I had previously done a series of posts around running best practices checks on Azure Virtual Machines running SQL Server. Some of those checks are still valid today as they only dealt with the SQL Server instance. You will see components of those scripts reused. Some of the checks are way easier due to the way ARM deployments are managed in Azure and the endpoints that the Azure PowerShell 1.0 exposes.
The PowerShell scripts available on the GitHub repository are mentioned below. I will run a post on each of these scripts to explain what each of these do and what to expect as the output of each of these scripts.
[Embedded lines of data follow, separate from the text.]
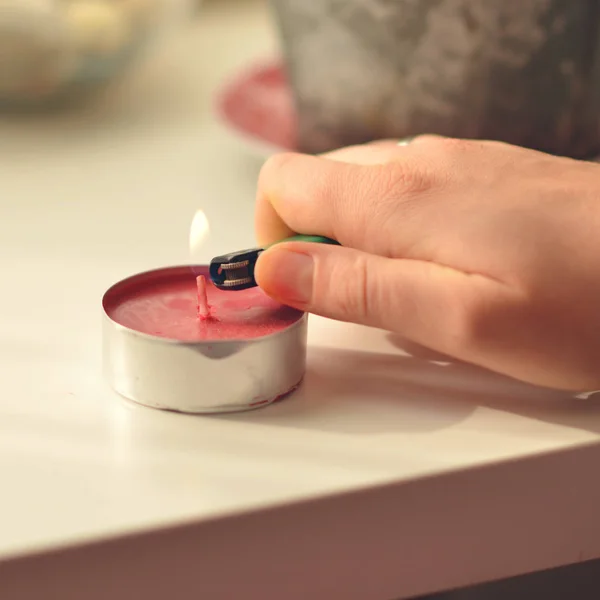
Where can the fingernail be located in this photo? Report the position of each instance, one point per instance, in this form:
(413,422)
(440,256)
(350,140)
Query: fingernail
(287,275)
- Get-AllocationUnitCheck.ps1 – Checks if the allocation unit size for the disks attached to the VM is 64K
- Get-DBProperties.ps1 – Checks if any database has AUTO CLOSE or AUTO SHRINK enabled
- Get-FilesOnTemp.ps1 – Checks to see if any database files are hosted on the temporary drive
- Get-IFI.ps1 – Checks to see if the SQL Server service account has instant file initialization security privileges
- Get-LPIM.ps1 – Checks to see if Lock Pages in Memory privilege is granted to the SQL Server service account
- Get-OSFilesDB.ps1 – Checks to see if database files are hosted on the OS drive
- Get-StorageAccountBP.ps1 – Checks to see if the storage account has replication enabled
- Get-VMSize.ps1 – Checks if the right virtual machine tier is being used
- Temporary Drive.ps1 – Finds out the temporary drive on the virtual machine
- Get-Backups.ps1 – Finds out if any backups are being taken to local disk
The PowerShell scripts are available on GitHub repository SqlOnAzureVM. Since these scripts are now on GitHub, please feel free to pull them and enhance them as per your needs.